In human cells, LONP1 expression causes metabolic reprogramming in OXPHOS. LONP1-overexpressing cell decreases the flux of NADH electrons but maintains it through FAD dependent enzymes. These enzymes regulate protein homeostasis within the mitochondrial matrix. The changes in respiration flux that are observed are more closely related with catabolic metabolism than anabolic metabolism.
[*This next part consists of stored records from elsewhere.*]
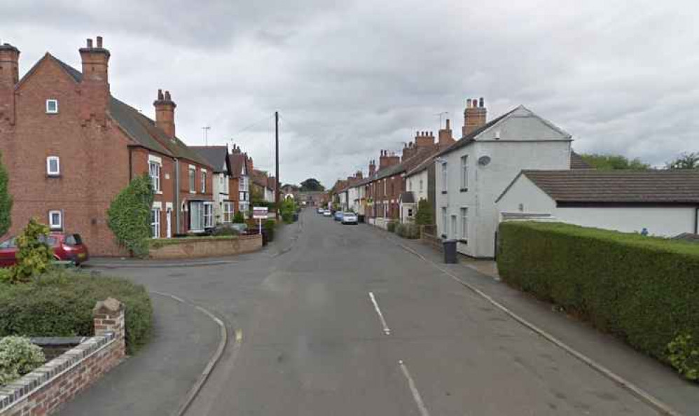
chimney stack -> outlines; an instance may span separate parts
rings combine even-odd
[[[170,139],[175,137],[174,109],[177,106],[170,97],[170,92],[158,90],[158,99],[153,102],[155,107],[155,125],[160,127]]]
[[[485,125],[486,123],[487,123],[487,110],[483,103],[483,97],[481,97],[480,100],[476,98],[467,99],[466,110],[464,111],[462,135],[468,135]]]
[[[97,48],[92,47],[92,39],[88,39],[79,52],[83,63],[80,113],[83,125],[92,118],[105,125],[110,98],[109,51],[102,48],[102,36],[97,36]]]
[[[447,118],[447,124],[445,127],[439,130],[439,141],[438,144],[440,148],[444,148],[455,141],[456,141],[454,140],[454,135],[452,134],[451,123]]]
[[[20,50],[0,45],[0,123],[15,124],[15,85],[20,82]]]

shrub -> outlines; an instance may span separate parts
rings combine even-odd
[[[137,257],[148,256],[154,191],[146,174],[134,178],[109,205],[107,225],[117,243]]]
[[[153,308],[143,286],[118,277],[55,270],[20,285],[0,285],[0,336],[90,336],[97,300],[118,299],[125,307],[126,347],[144,345]]]
[[[25,337],[0,339],[0,387],[31,373],[46,361],[43,352]]]
[[[46,271],[53,261],[53,251],[46,244],[48,227],[35,219],[17,237],[17,263],[10,269],[8,282],[20,283]]]
[[[669,351],[678,335],[699,339],[699,246],[558,223],[504,223],[499,235],[498,270],[513,286],[666,363],[688,351]]]
[[[12,224],[12,196],[8,181],[7,170],[2,164],[2,152],[0,152],[0,236],[7,233]]]

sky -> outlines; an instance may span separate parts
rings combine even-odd
[[[112,95],[155,117],[177,104],[188,144],[235,143],[280,180],[365,174],[466,99],[524,104],[579,152],[661,166],[699,151],[699,3],[567,0],[0,0],[20,76],[50,52],[80,68],[102,36]],[[457,137],[458,138],[458,137]]]

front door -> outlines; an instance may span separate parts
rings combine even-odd
[[[167,235],[167,238],[172,238],[172,209],[168,208],[165,214],[165,225],[167,226],[165,228],[165,233]]]

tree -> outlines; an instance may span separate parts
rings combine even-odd
[[[314,178],[308,178],[301,182],[301,192],[322,191],[325,190],[325,186],[321,185],[320,182]]]
[[[138,257],[148,253],[154,194],[151,178],[137,176],[116,195],[106,212],[107,225],[117,242]]]
[[[432,206],[429,204],[427,200],[422,199],[417,202],[415,223],[418,226],[431,226],[432,224]]]
[[[7,170],[2,164],[2,152],[0,152],[0,236],[4,235],[12,224],[12,196],[8,181]]]
[[[672,169],[699,169],[699,152],[682,153],[675,160],[668,162],[665,166]]]
[[[580,155],[588,165],[600,170],[646,170],[651,165],[638,158],[629,160],[621,155],[583,153]]]

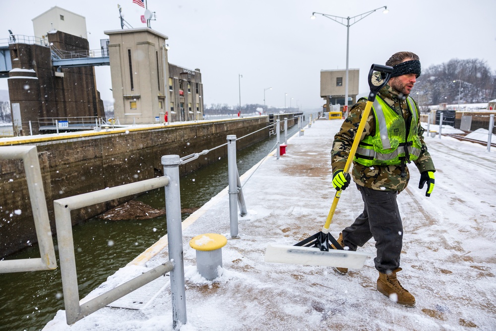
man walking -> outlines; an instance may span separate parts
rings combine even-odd
[[[385,64],[393,67],[391,78],[377,94],[353,159],[352,175],[362,194],[364,211],[339,234],[337,242],[356,251],[373,237],[377,249],[374,263],[379,271],[377,291],[400,305],[413,307],[415,297],[396,277],[401,270],[403,234],[396,197],[408,183],[407,163],[413,162],[421,173],[419,188],[427,183],[427,197],[434,188],[435,169],[424,141],[418,107],[409,96],[421,74],[419,57],[400,52]],[[353,106],[334,137],[332,184],[336,190],[345,190],[351,181],[343,169],[366,101],[361,99]],[[348,272],[346,268],[336,269],[341,273]]]

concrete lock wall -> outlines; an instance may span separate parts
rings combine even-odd
[[[284,117],[293,118],[289,114]],[[162,175],[162,155],[182,157],[210,149],[227,142],[228,135],[239,138],[268,123],[268,118],[263,116],[30,144],[37,145],[52,233],[55,233],[54,200]],[[291,119],[288,126],[294,124]],[[238,140],[237,146],[241,149],[268,136],[267,128]],[[227,148],[217,148],[181,166],[181,174],[215,162],[227,153]],[[133,198],[74,210],[73,225]],[[0,160],[0,201],[1,258],[37,241],[21,160]]]

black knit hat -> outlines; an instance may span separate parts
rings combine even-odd
[[[398,64],[393,67],[393,74],[391,77],[397,77],[409,73],[415,73],[416,77],[419,78],[422,72],[420,67],[420,61],[418,60],[412,60],[410,61],[405,61]]]

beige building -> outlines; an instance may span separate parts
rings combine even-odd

LONP1 activation causes profound changes in mitochondrial supercomplexes and complexes. It also promotes glycolytic metabolite, which causes inactivation in mitochondrial respiration. LONP1 also regulates tumor metabolic reprogramming. This could be used to treat other malignancies with fast growth that depend on hypoxia for survival. LONP1 inhibiting could be a new treatment option for GBM when used in combination with a chemotherapy or radiation.
Intramitochondrial protein transcription is affected by increased levels of TIM/TOM. Thus, LONP1 gKD cells may have altered levels of intramitochondrial protein translation. They are therefore unable to import mitochondrial encoded proteins. Furthermore, the TIM/TOM system may have been altered in LONP1 gKD cells.
PMID: 8248235 by Wang N., et al. A human mitochondrial ATP-dependent protease that is highly homologous to bacterial Lon protease.
PMID: 20843780 by Wang W., et al. Identification of rare DNA variants in mitochondrial disorders with improved array-based sequencing.